CAFTA: More Bureaucracy,
Less Free Trade
June 6, 2005
The Central America Free Trade
Agreement, known as CAFTA, will be the source of intense political debate in
Washington this summer. The House
of Representatives will vote on CAFTA ratification in June, while the Senate
likely will vote in July.
I
oppose CAFTA for a very simple reason: it is unconstitutional.
The Constitution clearly grants Congress alone the authority to regulate
international trade. The plain text of Article I, Section 8, Clause 3 is
incontrovertible. Neither Congress
nor the President can give this authority away by treaty, any more than they can
repeal the First Amendment by treaty. This
fundamental point, based on the plain meaning of the Constitution, cannot be
overstated. Every member of
Congress who votes for CAFTA is voting to abdicate power to an international
body in direct violation of the Constitution.
We
don’t need government agreements to have free trade. We merely need to lower or eliminate taxes on the American
people, without regard to what other nations do. Remember, tariffs are simply taxes on consumers.
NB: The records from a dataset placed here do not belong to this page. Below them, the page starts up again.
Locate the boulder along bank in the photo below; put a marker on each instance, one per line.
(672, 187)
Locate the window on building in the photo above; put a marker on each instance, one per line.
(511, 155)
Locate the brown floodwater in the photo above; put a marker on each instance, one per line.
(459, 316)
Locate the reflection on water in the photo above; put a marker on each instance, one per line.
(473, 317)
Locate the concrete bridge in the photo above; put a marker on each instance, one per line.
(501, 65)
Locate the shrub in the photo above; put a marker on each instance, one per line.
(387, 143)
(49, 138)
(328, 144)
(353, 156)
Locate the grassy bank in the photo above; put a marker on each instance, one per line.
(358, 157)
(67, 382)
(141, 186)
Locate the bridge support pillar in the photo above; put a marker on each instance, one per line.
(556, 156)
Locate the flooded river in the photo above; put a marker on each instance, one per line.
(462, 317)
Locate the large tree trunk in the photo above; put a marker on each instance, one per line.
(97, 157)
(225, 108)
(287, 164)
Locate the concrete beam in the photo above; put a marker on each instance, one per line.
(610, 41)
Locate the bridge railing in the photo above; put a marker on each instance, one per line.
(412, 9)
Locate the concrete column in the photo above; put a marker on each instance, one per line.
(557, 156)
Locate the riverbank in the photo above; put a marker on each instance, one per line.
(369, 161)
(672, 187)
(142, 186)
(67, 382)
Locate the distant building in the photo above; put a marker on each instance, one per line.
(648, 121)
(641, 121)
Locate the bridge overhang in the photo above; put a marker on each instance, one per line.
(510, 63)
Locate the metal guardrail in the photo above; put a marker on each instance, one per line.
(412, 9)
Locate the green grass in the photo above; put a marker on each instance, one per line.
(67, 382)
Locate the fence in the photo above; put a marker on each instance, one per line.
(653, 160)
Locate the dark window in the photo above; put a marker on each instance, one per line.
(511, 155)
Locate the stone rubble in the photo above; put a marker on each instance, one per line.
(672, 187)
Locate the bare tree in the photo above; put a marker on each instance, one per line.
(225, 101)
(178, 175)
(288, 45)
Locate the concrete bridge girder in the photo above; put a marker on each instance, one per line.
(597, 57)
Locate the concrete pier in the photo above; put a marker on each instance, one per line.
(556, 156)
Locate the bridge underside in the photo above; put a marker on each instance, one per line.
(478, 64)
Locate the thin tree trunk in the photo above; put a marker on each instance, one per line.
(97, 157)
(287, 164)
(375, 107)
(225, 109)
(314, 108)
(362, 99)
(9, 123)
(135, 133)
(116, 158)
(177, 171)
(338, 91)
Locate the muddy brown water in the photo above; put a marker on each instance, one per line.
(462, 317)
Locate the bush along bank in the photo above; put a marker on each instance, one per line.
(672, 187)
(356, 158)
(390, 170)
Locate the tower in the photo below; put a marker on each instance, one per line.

Americans have always bought goods from abroad; the only question is how
much our government taxes us for doing so.
As economist Henry Hazlitt explained, tariffs simply protect
politically-favored special interests at the expense of consumers, while
lowering wages across the economy as a whole.
Hazlitt, Ludwig von Mises, Friedrich Hayek, Murray Rothbard, and
countless other economists have demolished every fallacy concerning tariffs,
proving conclusively that unilateral elimination of tariffs benefits the
American people. We don’t need
CAFTA or any other international agreement to reap the economic benefits
promised by CAFTA supporters, we only need to change our own harmful economic
and tax policies. Let the rest of
the world hurt their citizens with tariffs; if we simply reduce tariffs and
taxes at home, we will attract capital and see our economy flourish.
It
is absurd to believe that CAFTA and other trade agreements do not diminish
American sovereignty. When we grant
quasi-governmental international bodies the power to make decisions about
American trade rules, we lose sovereignty plain and simple.
I can assure you first hand that Congress has changed American tax laws
for the sole reason that the World Trade Organization decided our rules unfairly
impacted the European Union. Hundreds
of tax bills languish in the House Ways and Means committee, while the one bill
drafted strictly to satisfy the WTO was brought to the floor and passed with
great urgency last year.
The
tax bill in question is just the tip of the iceberg. The quasi-judicial regime created under CAFTA will have the
same power to coerce our cowardly legislature into changing American laws in the
future. Labor and environmental
rules are inherently associated with trade laws, and we can be sure that CAFTA
will provide yet another avenue for globalists to impose the Kyoto Accord and
similar agreements on the American people.
CAFTA also imposes the International Labor Organization’s manifesto,
which could have been written by Karl Marx, on American business.
I encourage every conservative and libertarian who supports CAFTA to read
the ILO declaration and consider whether they still believe the treaty will make
America more free.
CAFTA
means more government! Like the UN,
NAFTA, and the WTO, it represents another stone in the foundation of a global
government system. Most Americans
already understand they are governed by largely unaccountable forces in
Washington, yet now they face having their domestic laws influenced by
bureaucrats in Brussels, Zurich, or Mexico City.
CAFTA and other international trade agreements do not represent free trade. Free trade occurs in the absence of government interference in the flow of goods, while CAFTA represents more government in the form of an international body. It is incompatible with our Constitution and national sovereignty, and we don’t need it to benefit from international trade.